The coordinates are put in on the lines "xuser", "yuser", "zuser". The flag in front of "ioptCenter=1/2/3-->potential/HF/IFRIT" should be set to 2, indicating the center is from a halo finder if the simulation is a VELA, or 1 (indicating the center is the location of maximum potential) if the simulation is a dwarf. This setting is the biggest source of uncertainty in ANA. Always check the output Mvir and Rvir against the value from Rockstar, which is recorded along with the centers. If they differ by a significant amount, change the setting of ioptcenter and try again.

Line 30 of schedule_R.dat should be the single word 'test'. This is the prefix appended to the front of all files created by ANA. Change this to the galID, such as D9m4a or vela20v2.

The rest of the file should not be touched.

To setup control.dat, only change after the three repeated lines of "1. 129". The single number on the next line is the number of snapshots to run ANA on. Leave this as one. The rest of the file is the list of expansion parameters of the snapshots. Even if there are several numbers listed here, ANA will only run on the first one, since the number of snapshots to run is set to 1. Also, ensure the first line, labeled jobname1, is set to 10MpcBox_HartGal_csf. This is the large 10Mpc box that will be read.

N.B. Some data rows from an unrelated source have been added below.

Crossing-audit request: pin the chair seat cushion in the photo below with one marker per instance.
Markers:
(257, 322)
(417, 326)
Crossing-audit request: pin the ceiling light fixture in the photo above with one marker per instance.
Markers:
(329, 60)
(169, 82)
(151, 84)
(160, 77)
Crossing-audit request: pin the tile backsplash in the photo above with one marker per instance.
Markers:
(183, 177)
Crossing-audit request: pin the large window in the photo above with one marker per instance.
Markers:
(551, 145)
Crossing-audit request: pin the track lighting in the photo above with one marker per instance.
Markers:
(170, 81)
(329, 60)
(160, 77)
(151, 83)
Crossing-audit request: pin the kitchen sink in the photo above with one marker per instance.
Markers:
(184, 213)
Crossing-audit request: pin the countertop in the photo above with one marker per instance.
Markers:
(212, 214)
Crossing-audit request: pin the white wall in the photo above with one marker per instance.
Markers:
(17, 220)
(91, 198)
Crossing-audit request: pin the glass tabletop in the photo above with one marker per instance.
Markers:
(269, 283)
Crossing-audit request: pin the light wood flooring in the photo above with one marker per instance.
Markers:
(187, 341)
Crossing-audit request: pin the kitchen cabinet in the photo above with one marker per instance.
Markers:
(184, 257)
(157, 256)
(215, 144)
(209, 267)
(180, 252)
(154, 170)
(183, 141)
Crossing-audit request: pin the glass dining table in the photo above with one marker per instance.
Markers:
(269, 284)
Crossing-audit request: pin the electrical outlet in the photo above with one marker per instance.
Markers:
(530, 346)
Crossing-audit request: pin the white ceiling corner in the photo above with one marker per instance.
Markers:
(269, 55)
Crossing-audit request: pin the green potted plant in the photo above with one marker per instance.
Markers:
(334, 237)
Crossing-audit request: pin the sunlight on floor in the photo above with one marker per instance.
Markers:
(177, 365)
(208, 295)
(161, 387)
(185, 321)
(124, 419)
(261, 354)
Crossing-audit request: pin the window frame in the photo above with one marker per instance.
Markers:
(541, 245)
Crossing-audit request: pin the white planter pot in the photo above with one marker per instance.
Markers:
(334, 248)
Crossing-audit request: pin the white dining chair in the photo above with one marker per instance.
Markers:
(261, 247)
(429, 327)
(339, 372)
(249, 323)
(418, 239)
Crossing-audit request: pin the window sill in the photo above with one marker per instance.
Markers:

Once both control.dat and schedule_R.dat are set, run ana.R.exe. The file needed is the GZ file. The necessary output files are named <galID>_GZa<expansion parameter>.txt (the gas box) and summary.txt (summary file).
To use the summary file, its contents need to be added to the galaxy's summary file. These files are named <galID>.dat and are located in the summaries directory. These properties are required for the rest of the pipeline, mainly cellfinder, to work. The rotation matrix a is one of the most important results from ANA and the main reason we still use it.
The pipeline does not run on the binary files. It runs on an ASCII version of the file. To convert, use readbinary.exe. Run it with the format of
readbinary.exe <binary file> <name of output ASCII file> GZ
The name of the output ASCII file should be the name of the binary file, but with .dat replaced with .txt
In most cases, Ceverino's version of ANA is not the version you should use. You should use the version written by Kenza Arraki. It is found in ana/justGZ/. Depending on the type of simulation you are analyzing, you may have to change some of the code. The line to look it is line 294 of ART_IO.F. It should look like:
integer lspecies(nspec)

If you are analyzing a Vela of the 4th generation, this needs to be changed to:

integer*8 lspecies(nspec)

The other change is to use the correct a_setup.h file. The justGZ directory has three available: Dwarf_a_setup.h, VELA_a_setup.h, VELA4_a_setup.h. Copy the one you are using to a_setup.h and make the code.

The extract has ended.